As a few weeks of lazy holidaying beckons for some luckier ones amongst us, in this blog, the last for a while, I find myself thinking about that old chestnut, happiness again, and the Good Life, or Eudemia as the Greeks called it. I was struck by a piece of research that has just come out outlining 2 very different kinds of happiness, both of which have very different effects on our health and well-being. .
Analysing their happiness levels of a large-ish sample, researchers split the group up in terms of whether their happiness was of a more hedonic kind (ie from buying something, having an exciting time) or a more eudemaic kind (from engaging in something meaningful and about more than just themselves, eg a passionate interest or a cause). The 2 kinds of happiness had surprisingly very different effects, right down to a genetic and cellular level.
People whose sense of happiness and well-being derived from being motivated by a strong sense of meaning and purpose had lower levels of inflammation and higher levels of immune response and antibodies than those with high levels of hedonic happiness. In other words the good life, as the Greeks might have defined it, gives rise to emotional and physical health, a win-win situation.

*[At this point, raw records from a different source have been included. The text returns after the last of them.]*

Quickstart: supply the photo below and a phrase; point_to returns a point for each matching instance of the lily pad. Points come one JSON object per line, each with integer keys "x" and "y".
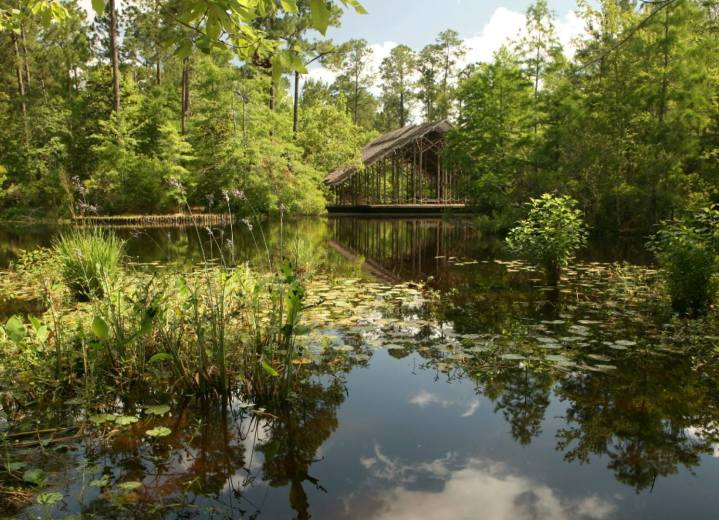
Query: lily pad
{"x": 512, "y": 357}
{"x": 159, "y": 431}
{"x": 158, "y": 409}
{"x": 129, "y": 486}
{"x": 102, "y": 418}
{"x": 49, "y": 499}
{"x": 125, "y": 420}
{"x": 100, "y": 482}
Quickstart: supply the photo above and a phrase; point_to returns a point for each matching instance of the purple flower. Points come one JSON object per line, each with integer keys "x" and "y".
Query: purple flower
{"x": 175, "y": 183}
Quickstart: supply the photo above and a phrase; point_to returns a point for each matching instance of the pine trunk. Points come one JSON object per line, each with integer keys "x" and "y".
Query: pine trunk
{"x": 296, "y": 103}
{"x": 114, "y": 57}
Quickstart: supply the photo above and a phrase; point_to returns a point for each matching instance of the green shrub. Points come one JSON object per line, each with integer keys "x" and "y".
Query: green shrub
{"x": 550, "y": 235}
{"x": 686, "y": 249}
{"x": 88, "y": 258}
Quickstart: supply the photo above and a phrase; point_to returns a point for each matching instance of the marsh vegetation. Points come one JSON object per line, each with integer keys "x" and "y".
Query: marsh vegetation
{"x": 199, "y": 385}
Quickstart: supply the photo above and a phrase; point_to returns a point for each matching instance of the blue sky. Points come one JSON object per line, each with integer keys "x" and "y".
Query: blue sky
{"x": 416, "y": 22}
{"x": 484, "y": 25}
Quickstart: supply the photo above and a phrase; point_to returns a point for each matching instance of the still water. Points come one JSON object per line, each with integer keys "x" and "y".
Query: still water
{"x": 477, "y": 394}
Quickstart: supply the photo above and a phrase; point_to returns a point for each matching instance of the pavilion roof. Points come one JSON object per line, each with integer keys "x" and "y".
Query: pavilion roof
{"x": 386, "y": 144}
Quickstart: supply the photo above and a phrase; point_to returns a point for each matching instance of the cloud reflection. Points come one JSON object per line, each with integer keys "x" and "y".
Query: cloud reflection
{"x": 425, "y": 398}
{"x": 475, "y": 488}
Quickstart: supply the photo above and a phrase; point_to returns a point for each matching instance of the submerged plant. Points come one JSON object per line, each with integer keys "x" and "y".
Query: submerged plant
{"x": 88, "y": 257}
{"x": 687, "y": 251}
{"x": 550, "y": 235}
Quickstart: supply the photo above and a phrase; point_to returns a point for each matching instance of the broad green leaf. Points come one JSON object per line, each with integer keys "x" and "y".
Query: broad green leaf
{"x": 358, "y": 7}
{"x": 160, "y": 357}
{"x": 35, "y": 476}
{"x": 268, "y": 368}
{"x": 289, "y": 6}
{"x": 319, "y": 15}
{"x": 15, "y": 329}
{"x": 36, "y": 324}
{"x": 100, "y": 328}
{"x": 98, "y": 6}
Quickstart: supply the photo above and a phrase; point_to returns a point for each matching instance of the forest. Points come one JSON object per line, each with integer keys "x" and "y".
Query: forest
{"x": 190, "y": 326}
{"x": 110, "y": 113}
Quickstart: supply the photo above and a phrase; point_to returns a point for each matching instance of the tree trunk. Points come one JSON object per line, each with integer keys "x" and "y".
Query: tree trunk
{"x": 114, "y": 57}
{"x": 355, "y": 108}
{"x": 18, "y": 73}
{"x": 296, "y": 103}
{"x": 185, "y": 112}
{"x": 158, "y": 73}
{"x": 24, "y": 54}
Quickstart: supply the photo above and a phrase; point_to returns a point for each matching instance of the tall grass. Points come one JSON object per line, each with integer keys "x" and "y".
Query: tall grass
{"x": 88, "y": 258}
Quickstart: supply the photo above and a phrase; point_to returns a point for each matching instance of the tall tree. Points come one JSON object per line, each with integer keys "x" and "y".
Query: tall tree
{"x": 355, "y": 78}
{"x": 397, "y": 72}
{"x": 114, "y": 55}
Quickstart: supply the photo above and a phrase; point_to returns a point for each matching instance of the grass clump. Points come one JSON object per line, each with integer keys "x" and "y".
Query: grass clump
{"x": 88, "y": 258}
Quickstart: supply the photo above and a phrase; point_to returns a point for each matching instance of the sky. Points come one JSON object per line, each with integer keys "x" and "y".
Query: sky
{"x": 484, "y": 25}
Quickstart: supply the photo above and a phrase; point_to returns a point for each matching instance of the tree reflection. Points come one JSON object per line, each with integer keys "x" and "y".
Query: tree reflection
{"x": 641, "y": 417}
{"x": 302, "y": 425}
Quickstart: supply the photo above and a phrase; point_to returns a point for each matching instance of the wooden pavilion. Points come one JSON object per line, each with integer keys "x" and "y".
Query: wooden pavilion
{"x": 401, "y": 170}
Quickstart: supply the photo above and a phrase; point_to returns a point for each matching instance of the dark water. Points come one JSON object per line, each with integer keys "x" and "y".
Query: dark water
{"x": 493, "y": 398}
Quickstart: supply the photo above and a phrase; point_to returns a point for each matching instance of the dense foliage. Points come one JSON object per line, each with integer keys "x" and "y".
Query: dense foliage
{"x": 184, "y": 121}
{"x": 626, "y": 121}
{"x": 550, "y": 235}
{"x": 628, "y": 126}
{"x": 688, "y": 252}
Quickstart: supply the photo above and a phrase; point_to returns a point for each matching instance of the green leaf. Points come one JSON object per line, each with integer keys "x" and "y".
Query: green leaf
{"x": 98, "y": 6}
{"x": 101, "y": 482}
{"x": 15, "y": 329}
{"x": 35, "y": 476}
{"x": 126, "y": 420}
{"x": 289, "y": 6}
{"x": 100, "y": 328}
{"x": 159, "y": 409}
{"x": 359, "y": 8}
{"x": 49, "y": 499}
{"x": 130, "y": 486}
{"x": 319, "y": 15}
{"x": 268, "y": 368}
{"x": 159, "y": 431}
{"x": 36, "y": 324}
{"x": 101, "y": 418}
{"x": 14, "y": 466}
{"x": 160, "y": 357}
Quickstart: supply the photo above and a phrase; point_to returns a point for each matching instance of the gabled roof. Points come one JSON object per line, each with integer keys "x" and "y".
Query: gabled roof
{"x": 386, "y": 144}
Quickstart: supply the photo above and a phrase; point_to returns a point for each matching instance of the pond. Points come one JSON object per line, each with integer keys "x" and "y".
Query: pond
{"x": 448, "y": 383}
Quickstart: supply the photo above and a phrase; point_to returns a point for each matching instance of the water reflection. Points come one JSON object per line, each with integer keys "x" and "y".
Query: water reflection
{"x": 481, "y": 391}
{"x": 469, "y": 488}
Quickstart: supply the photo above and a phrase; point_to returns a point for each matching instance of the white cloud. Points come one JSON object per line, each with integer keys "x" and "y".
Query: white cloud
{"x": 503, "y": 26}
{"x": 465, "y": 489}
{"x": 425, "y": 398}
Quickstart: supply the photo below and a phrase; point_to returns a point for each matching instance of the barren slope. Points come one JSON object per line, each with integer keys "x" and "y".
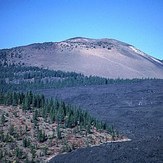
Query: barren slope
{"x": 101, "y": 57}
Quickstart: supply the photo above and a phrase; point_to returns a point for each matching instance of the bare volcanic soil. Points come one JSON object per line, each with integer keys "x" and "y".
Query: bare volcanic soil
{"x": 135, "y": 109}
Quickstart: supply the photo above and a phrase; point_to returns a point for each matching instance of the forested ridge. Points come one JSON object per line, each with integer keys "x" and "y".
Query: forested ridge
{"x": 33, "y": 128}
{"x": 22, "y": 78}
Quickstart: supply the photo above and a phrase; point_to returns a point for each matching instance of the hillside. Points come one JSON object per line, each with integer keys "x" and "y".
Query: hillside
{"x": 34, "y": 129}
{"x": 100, "y": 57}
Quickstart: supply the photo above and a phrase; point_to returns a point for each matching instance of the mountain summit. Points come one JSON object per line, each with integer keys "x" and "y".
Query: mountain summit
{"x": 101, "y": 57}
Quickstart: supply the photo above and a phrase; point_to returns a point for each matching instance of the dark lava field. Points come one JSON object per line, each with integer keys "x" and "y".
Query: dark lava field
{"x": 134, "y": 109}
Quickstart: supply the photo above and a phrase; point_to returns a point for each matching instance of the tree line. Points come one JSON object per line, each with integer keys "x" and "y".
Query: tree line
{"x": 53, "y": 111}
{"x": 21, "y": 78}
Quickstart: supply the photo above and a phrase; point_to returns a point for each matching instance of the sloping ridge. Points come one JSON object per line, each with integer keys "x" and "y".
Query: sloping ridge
{"x": 101, "y": 57}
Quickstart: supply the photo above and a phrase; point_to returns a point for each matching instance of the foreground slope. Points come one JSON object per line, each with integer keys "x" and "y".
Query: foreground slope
{"x": 101, "y": 57}
{"x": 136, "y": 109}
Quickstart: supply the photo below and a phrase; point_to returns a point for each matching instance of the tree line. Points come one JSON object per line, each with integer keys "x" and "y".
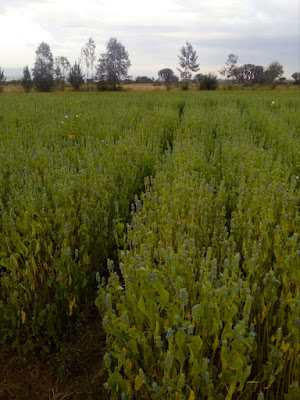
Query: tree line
{"x": 112, "y": 68}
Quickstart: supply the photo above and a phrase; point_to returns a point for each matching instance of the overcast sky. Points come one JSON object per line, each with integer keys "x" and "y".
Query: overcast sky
{"x": 258, "y": 31}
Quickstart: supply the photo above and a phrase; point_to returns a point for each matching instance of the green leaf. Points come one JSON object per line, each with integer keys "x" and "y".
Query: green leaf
{"x": 141, "y": 306}
{"x": 237, "y": 364}
{"x": 180, "y": 356}
{"x": 132, "y": 346}
{"x": 180, "y": 339}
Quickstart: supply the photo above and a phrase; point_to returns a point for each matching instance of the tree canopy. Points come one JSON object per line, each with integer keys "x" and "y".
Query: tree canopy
{"x": 113, "y": 64}
{"x": 43, "y": 68}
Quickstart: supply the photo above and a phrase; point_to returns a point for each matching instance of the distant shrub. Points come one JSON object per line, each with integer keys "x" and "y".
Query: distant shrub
{"x": 208, "y": 82}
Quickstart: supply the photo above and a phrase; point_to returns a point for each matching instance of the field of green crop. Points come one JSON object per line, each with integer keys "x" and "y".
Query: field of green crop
{"x": 177, "y": 216}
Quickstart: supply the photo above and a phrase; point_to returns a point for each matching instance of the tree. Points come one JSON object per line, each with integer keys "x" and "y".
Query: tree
{"x": 296, "y": 77}
{"x": 208, "y": 82}
{"x": 88, "y": 56}
{"x": 2, "y": 79}
{"x": 230, "y": 65}
{"x": 61, "y": 71}
{"x": 114, "y": 64}
{"x": 188, "y": 63}
{"x": 273, "y": 71}
{"x": 43, "y": 68}
{"x": 76, "y": 77}
{"x": 143, "y": 79}
{"x": 248, "y": 74}
{"x": 26, "y": 81}
{"x": 167, "y": 76}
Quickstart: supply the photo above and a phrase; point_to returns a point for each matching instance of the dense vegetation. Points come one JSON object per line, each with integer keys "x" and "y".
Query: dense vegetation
{"x": 177, "y": 214}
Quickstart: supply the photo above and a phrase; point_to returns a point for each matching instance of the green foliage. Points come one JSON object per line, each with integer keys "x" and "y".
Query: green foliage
{"x": 167, "y": 76}
{"x": 296, "y": 77}
{"x": 62, "y": 68}
{"x": 183, "y": 209}
{"x": 26, "y": 81}
{"x": 43, "y": 68}
{"x": 76, "y": 76}
{"x": 207, "y": 302}
{"x": 208, "y": 82}
{"x": 2, "y": 79}
{"x": 113, "y": 65}
{"x": 187, "y": 62}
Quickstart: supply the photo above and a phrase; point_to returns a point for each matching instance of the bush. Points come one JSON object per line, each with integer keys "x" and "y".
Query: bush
{"x": 208, "y": 82}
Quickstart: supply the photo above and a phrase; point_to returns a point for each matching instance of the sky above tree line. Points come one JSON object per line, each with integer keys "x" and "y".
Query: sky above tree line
{"x": 258, "y": 31}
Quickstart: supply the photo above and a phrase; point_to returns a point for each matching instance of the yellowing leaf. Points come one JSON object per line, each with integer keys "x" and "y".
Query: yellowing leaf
{"x": 138, "y": 383}
{"x": 192, "y": 395}
{"x": 23, "y": 314}
{"x": 141, "y": 306}
{"x": 71, "y": 306}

On the other hand if we are motivated by a more hedonic buzz of immediate desire and wish to achieve or to consume, then physiologically this is not so good for us. It leads to more inflammation of our cells, and worse health. This is presumably the kind of happiness that is promoted in contemporary consumerist societies, the buzz of acquiring something new, the thrill of success.
Those driven by values about issues bigger than them are also those who tend to be more motivated by what Kasser and others called intrinsic as opposed to extrinsic motivation . Exrtinsic values include for example aspiring to expensive consumer goods, and being motivated particularly by how one is perceived by others. The opposite of extrinsic values he and others call intrinsic, meaning valuing a cluster of attributes like being community and family minded, being kind to others and living by deeply held beliefs. He and others,  found that extrinsic values come with worse mental health, and now this study shows that they also lead to worse physical health. Not surprisingly intrinsic (eudeaionic) values tend to come with better parenting and better relationships.
As ever good relationships make a big difference to our mental and physical health but this is maybe not the kind of happiness that contemporary consumerist societies encourages. . As I go on holiday I was struck by another new study  which showed surprising effects of eating lunch with friends. The effects go in opposite directions. Eating alone seems to sharpen our minds and increases concentration and cognitive skills, maybe what our employers need, but eating with friends lowers stress and seemingly increases eudaimonic kinds of happiness. As I go on holiday I think I know what I am prepared to sacrifice for the next few weeks, but I also wonder if we as a society might be sacrificing too much with the way we organise society and the kind of motivations that we fuel
 B. L. Fredrickson, K. M. Grewen, K. A. Coffey, S. B. Algoe, A. M. Firestine, J. M. G. Arevalo, J. Ma, and S. W. Cole, ‘A functional genomic perspective on human well-being’, PNAS, Jul. 2013.
 T. Kasser, The high price of materialism. The MIT Press, 2003.
 P. Cohen and J. Cohen, Life values and adolescent mental health. New Jersey: Lawrence Erlbaum, 1996.
 C. P. Niemiec, R. M. Ryan, and E. L. Deci, ‘The path taken: Consequences of attaining intrinsic and extrinsic aspirations in post-college life’, Journal of Research in Personality, vol. 43, no. 3, pp. 291–306, 2009.
 W. Sommer, B. Stürmer, O. Shmuilovich, M. Martin-Loeches, and A. Schacht, ‘How about Lunch? Consequences of the Meal Context on Cognition and Emotion’, PLoS ONE, vol. 8, no. 7, p. e70314, Jul. 2013.